At 6 weeks follow-up on 2nd June, 2003 she was found totally asymptomatic and was advised to attend neurosurgery department. She was also advised to avoid pregnancy till the complete removal of the tumor by surgery in another setup. As per her choice T Cu-380 A was inserted in the uterus. Three and half months later on 18th September, 2003 she attended the neurosurgery department complaining of headache, CT scan was done (Figure 3) and as she refused repeat surgery, radiotherapy was given in a dose of 200 centi Gray/ fraction, 5 fractions/week and total tumor dose of 54 Gray was given. Radiation was completed in 6 weeks. The woman was advised monthly checkup.

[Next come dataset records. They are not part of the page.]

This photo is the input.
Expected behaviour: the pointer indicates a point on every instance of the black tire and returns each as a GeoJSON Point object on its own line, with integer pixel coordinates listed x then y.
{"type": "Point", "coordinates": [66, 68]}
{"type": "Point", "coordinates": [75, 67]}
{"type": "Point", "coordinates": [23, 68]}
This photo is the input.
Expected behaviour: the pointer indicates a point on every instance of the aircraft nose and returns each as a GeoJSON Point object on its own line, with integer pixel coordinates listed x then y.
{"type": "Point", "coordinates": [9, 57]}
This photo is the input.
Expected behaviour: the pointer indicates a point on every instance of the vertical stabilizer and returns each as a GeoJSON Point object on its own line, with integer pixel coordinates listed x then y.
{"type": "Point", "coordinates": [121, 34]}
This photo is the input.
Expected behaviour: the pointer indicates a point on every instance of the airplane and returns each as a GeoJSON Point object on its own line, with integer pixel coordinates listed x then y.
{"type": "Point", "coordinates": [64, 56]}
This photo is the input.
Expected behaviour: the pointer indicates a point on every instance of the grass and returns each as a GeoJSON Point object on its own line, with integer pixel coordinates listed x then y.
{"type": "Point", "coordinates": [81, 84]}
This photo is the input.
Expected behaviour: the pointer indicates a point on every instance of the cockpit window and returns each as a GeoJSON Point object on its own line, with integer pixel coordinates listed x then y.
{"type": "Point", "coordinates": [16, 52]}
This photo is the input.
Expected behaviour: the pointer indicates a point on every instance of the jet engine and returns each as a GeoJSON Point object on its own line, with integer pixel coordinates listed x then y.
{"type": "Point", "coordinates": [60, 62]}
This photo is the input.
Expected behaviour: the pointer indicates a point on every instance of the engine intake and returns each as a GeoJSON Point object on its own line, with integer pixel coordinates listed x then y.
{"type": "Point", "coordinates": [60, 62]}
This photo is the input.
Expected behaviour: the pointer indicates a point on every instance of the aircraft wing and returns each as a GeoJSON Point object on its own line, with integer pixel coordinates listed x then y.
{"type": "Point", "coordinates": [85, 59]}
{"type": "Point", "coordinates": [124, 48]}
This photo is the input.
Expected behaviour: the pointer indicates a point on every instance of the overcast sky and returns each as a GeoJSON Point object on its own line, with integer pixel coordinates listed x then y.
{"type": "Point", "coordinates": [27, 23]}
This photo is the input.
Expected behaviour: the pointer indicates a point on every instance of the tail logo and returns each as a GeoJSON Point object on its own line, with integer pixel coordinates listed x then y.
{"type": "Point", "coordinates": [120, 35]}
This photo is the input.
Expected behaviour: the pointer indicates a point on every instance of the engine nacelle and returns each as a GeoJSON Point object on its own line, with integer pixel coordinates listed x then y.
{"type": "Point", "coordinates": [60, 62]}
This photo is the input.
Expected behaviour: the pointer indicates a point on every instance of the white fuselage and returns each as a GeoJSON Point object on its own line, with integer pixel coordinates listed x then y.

On the fourth month after radiation she developed severe depressive psychosis and was referred to psychiatrist on 7.2.2004. On 5th April, 2005 and was found to be apparently normal taking care of the one

year and 11 months old child. At present i.e. December 2005, she is not planning for another pregnancy. The woman is taking epsolin but has stopped the antipsychotic drugs.

Discussion

Meningioma is the most common slow growing primary extra-axial brain neoplasm derived from the arachnoid villi. Eight percent are atypical or malignant. It represents 24% of all central nervous system neoplasms 1. The incidence among women is 3 in 1,00,000 2. Because pregnant women tend to be young and healthy the risk of developing a brain tumor during pregnancy is quite low. Potential reason for a decreased incidence of brain tumor during pregnancy is the anti-angiogenic hormonal milieu induced by progesterone and other growth factors during pregnancy 3. But predominance of meningioma in females and accelerated growth during luteal phase of menstrual cycle and during pregnancy is associated with expression of progesterone receptor in 69% and estrogen receptor in 13% 4. Successful treatment is resection of the tumor along with locally involved meninges, soft tissue and bone. Using this approach, 81% of patients were free of recurrence over 20 years of followup 5. Long term therapy with mifepristone is a new therapeutic option that may have efficacy in cases of unresectable benign meningioma 6. The only definitive cure for meningioma is complete surgical resection. More the complete removal less is the recurrence and specifically meningioma attached to the sinuses are more prone for recurrence 7. Hence in instances of complete removal of tumor the future pregnancies can be allowed with least risk. Meningioma is a progesterone dependent tumor which grows in size during pregnancy and even in proliferative phases of menstrual cycles 8. In this particular case as the complete removal of the tumor was not possible, the future pregnancy could help the remnant tumor grow in size with consequent complications like convulsions and pressure symptoms. However after complete removal of a tumor a pregnancy can be allowed with safety.